Gilang mengangguk, “Tenang saja, kalian masuk sana. Semangat belajarnya. Nanti Pak Toni yang akan menjemput kalian.”

“Dadah Ayah!” Nanda melambaikan tangannya saat Gilang sudah keluar dari gerbang sekolah. Perempuan dengan rambut hitam legam itu sangat bersemangat hari ini.

“Tak kalah mewahnya sama sekolah di sana. Pasti orang-orang di sini pada asik,” ujar Nanda menatap penjuru sekolah.

“Ayo ikut Kakak.” Zeline mendahului, menghantar mereka menuju kelas.

Kemarin Gilang sudah mengurus semuanya, Nanda dan Nenda mendapatkan kelas Clynophile. Gilang sengaja tidak memisahkan kelas anak-anaknya karena ia tahu Nanda tidak bisa jauh dengan Nenda.

***

Saat tiba di dalam kelas Zeline langsung duduk, ia melihat Afifah dan Gale yang sudah tiba terlebih dahulu. Baru saja ia mendudukan diri Afifah bersuara.

“Aku turut berduka ya, Lin. Kemarin aku lihat di televisi Mama kamu mengalami kecelakaan.”

Nampaknya Gale tak salah dengar apa benar Mama Zeline kecelakaan? Karena ia tak mendengar berita apapun kemarin.

“Makasih Afifah.” Zeline menjawab dengan ramah.

“Sekarang keadaan Mama kamu bagaimana? Yang aku lihat kecelakaannya lumayan parah.” Sebenarnya Afifah tidak ingin ikut campur, tapi ia tak ingin menjadi teman yang sombong. Apa lagi kemarin ia sangat terkejut mendengar kecelakaan sang Pengacara yang terkenal itu.

“Sudah membaik.”

Jika seperti itu jawaban dari Zeline ia tak bisa lagi menanyakan sesuatu. Mungkin responnya hanya mengangguk paham.

“Selamat pagi para beban keluarga!”

Selen datang dengan suara cemprengnya. Jalannya seperti anak kecil membuat Gale yang melihatnya gemas. Ditambah gemas saat melihat dua kepangan kecil dirambutnya yang berwarna itu. “Tanduk mini,” gumamnya.

“Cempreng banget,” komentar Gale sambil terkekeh menggelengkan kepala.

“Bagus gak?” Selen tak menggubris ucapan Gale ia malah bertanya apa kepangan kecil dirambutnya ini bagus.

Gale mengangguk gemas, “Bocil tapi lucu.”

“Lo bilang lucu?
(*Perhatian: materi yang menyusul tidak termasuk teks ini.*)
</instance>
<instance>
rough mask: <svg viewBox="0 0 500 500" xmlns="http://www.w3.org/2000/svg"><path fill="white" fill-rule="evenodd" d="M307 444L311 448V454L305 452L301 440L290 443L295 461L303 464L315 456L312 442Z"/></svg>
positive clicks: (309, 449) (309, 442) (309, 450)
Mata lo buta Gal?!” Leo datang-datang langsung ngegas.

“Lo kira lo lucu? Malah buat mata gue katarak! So imut banget lo,” lanjutnya membuat Selen dengan ringan melempar buku tulis yang baru saja ia keluarkan.

“Irikan lo? Gue emang lucu dari lahir. Muka lo tuh buat mata orang-orang katarak.”

Selen tak mau kalah, mereka bercanda dan tidak pernah memasukannya kehati.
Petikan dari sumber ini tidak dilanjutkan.